The objective is to use another DB at a certain point of time. So let's say the DB in the current environment is:

DB1

I create DB2 which is a copy of DB1 but now DB2 has more recent data.

Cognos Data Sources are configured to use DB1.

DB1 is renamed to DB3
DB2 is renamed to DB1

Cognos will automatically read data from DB1 without stopping services or reconfiguring the Data Sources.
Title: Re: Switch Databases
Post by: RKMI on 26 Aug 2013 05:01:47 PM
Hi,

I'm not sure whether you are talking about the cognos content store or the different DB when the cognos adminstration, but here is what we do for the latter?

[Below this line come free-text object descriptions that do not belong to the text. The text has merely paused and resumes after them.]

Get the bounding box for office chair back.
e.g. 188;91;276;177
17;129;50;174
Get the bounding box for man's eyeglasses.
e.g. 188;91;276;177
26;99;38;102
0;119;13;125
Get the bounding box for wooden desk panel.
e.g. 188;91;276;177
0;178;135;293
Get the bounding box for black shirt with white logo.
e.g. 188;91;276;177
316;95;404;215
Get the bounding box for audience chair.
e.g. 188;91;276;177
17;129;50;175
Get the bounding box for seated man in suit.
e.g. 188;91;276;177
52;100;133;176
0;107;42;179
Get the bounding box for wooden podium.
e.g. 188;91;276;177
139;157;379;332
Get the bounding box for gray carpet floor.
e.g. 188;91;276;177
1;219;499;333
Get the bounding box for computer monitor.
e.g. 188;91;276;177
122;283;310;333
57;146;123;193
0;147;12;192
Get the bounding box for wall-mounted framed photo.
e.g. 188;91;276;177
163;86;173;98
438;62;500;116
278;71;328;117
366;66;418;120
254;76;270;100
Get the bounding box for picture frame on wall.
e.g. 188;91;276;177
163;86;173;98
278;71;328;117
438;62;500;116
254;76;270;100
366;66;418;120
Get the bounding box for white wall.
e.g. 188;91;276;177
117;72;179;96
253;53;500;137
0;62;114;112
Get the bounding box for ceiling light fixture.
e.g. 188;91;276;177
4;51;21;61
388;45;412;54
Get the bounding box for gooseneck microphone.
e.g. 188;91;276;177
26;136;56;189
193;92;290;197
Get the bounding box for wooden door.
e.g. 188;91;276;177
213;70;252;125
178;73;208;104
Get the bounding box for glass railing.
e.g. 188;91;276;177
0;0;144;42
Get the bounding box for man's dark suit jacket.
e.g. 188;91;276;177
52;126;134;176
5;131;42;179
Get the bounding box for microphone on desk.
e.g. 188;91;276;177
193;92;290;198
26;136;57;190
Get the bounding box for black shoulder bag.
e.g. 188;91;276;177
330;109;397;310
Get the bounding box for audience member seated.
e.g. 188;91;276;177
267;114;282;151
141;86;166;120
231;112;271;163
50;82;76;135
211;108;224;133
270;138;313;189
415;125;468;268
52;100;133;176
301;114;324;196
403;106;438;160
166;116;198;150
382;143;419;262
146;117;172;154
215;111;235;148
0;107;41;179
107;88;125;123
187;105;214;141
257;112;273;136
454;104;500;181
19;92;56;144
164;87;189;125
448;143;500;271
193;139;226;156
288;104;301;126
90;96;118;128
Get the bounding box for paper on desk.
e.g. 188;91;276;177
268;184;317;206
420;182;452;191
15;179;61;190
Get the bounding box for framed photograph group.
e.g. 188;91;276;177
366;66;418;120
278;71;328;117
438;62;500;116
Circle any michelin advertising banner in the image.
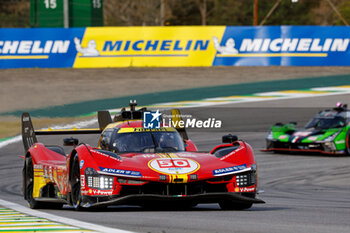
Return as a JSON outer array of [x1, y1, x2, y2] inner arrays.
[[1, 26, 350, 68]]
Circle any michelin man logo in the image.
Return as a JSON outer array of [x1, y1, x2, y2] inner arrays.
[[213, 36, 238, 55], [74, 37, 100, 56], [143, 110, 161, 129]]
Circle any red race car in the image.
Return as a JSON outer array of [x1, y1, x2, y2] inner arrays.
[[22, 102, 264, 210]]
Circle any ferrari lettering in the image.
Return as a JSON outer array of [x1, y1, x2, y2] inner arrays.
[[134, 128, 167, 132], [91, 150, 121, 161], [219, 146, 244, 160]]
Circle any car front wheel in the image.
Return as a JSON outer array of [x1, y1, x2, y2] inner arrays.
[[70, 154, 83, 210]]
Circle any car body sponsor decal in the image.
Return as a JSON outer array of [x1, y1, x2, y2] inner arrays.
[[92, 189, 113, 195], [213, 164, 248, 176], [239, 187, 255, 192], [99, 167, 142, 177], [278, 135, 288, 140], [80, 175, 85, 189], [80, 160, 84, 169], [293, 131, 312, 137], [307, 136, 318, 141]]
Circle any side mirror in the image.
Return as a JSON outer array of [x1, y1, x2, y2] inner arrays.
[[222, 134, 238, 143], [63, 137, 79, 146]]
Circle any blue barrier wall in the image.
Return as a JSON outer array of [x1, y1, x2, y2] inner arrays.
[[0, 28, 84, 69], [0, 26, 349, 68], [214, 26, 350, 66]]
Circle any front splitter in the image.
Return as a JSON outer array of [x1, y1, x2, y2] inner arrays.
[[81, 192, 265, 208]]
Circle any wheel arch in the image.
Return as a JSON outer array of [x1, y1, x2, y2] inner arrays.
[[68, 149, 78, 185]]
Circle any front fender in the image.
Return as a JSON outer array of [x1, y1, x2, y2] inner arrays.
[[211, 141, 256, 166]]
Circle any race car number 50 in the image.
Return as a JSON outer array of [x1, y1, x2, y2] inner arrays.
[[149, 158, 199, 175], [157, 159, 191, 168]]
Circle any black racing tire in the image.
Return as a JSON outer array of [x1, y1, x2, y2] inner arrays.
[[25, 156, 42, 209], [24, 156, 63, 209], [70, 154, 83, 211], [346, 130, 350, 155]]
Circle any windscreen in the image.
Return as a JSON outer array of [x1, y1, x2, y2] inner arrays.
[[305, 116, 345, 130], [111, 131, 185, 153]]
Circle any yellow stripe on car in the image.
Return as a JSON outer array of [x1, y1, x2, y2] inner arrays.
[[118, 127, 176, 133]]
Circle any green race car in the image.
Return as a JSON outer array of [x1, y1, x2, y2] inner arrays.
[[263, 103, 350, 155]]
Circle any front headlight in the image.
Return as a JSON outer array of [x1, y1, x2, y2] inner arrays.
[[85, 167, 114, 190], [267, 131, 274, 140], [235, 171, 256, 187], [251, 164, 257, 171]]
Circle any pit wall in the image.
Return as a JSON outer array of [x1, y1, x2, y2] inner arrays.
[[0, 26, 349, 68]]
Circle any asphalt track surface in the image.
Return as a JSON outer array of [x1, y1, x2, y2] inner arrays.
[[1, 94, 350, 233]]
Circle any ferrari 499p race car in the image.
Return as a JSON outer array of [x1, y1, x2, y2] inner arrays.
[[22, 102, 264, 210], [263, 103, 350, 155]]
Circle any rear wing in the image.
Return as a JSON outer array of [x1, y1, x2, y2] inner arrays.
[[22, 113, 38, 152], [21, 111, 111, 152]]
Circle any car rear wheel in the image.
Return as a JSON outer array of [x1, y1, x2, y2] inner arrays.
[[71, 154, 83, 210], [24, 156, 42, 209], [25, 156, 63, 209], [346, 131, 350, 155]]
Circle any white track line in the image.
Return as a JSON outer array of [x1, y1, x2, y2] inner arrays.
[[0, 199, 135, 233], [145, 89, 350, 109], [0, 135, 22, 149]]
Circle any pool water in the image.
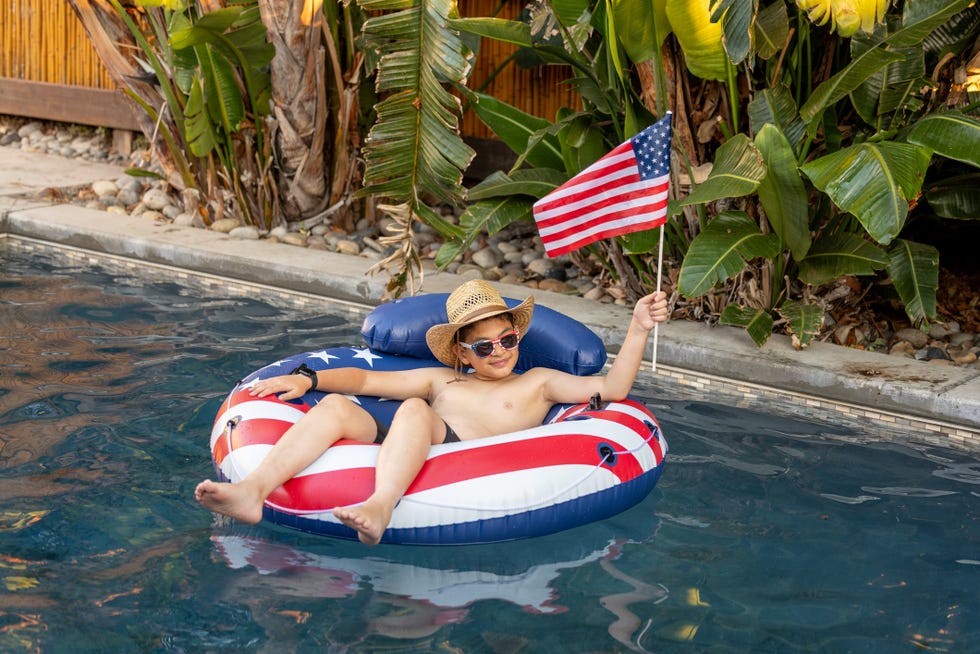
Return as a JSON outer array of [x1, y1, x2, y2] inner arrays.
[[2, 243, 979, 652]]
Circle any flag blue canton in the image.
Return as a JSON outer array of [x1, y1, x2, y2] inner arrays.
[[630, 114, 672, 181]]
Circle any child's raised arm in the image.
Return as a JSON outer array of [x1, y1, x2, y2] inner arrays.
[[539, 291, 669, 405]]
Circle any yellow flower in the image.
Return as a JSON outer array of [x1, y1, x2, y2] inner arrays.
[[796, 0, 888, 36]]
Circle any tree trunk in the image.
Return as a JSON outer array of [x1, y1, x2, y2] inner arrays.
[[258, 0, 330, 222], [66, 0, 180, 184]]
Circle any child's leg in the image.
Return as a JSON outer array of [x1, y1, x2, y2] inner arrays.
[[333, 397, 446, 545], [196, 394, 377, 523]]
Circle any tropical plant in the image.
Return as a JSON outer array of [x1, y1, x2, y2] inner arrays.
[[433, 1, 668, 298], [353, 0, 476, 296], [70, 0, 367, 232], [103, 0, 277, 227], [670, 0, 980, 345], [433, 0, 979, 348]]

I think I a fairly similar requirement where I have mirror tables on two DBs one actual other as failover. And at times we resort the Failover as the Primary. The simplest way we ended up doing this was to create two different connections under one datasource and keeping only one as active at any point in time.

So when the scenario arose to point to failover we disabled the primary and use failover and vice versa when primary DB was caught up with most recent data. This doesn't need a restarting services.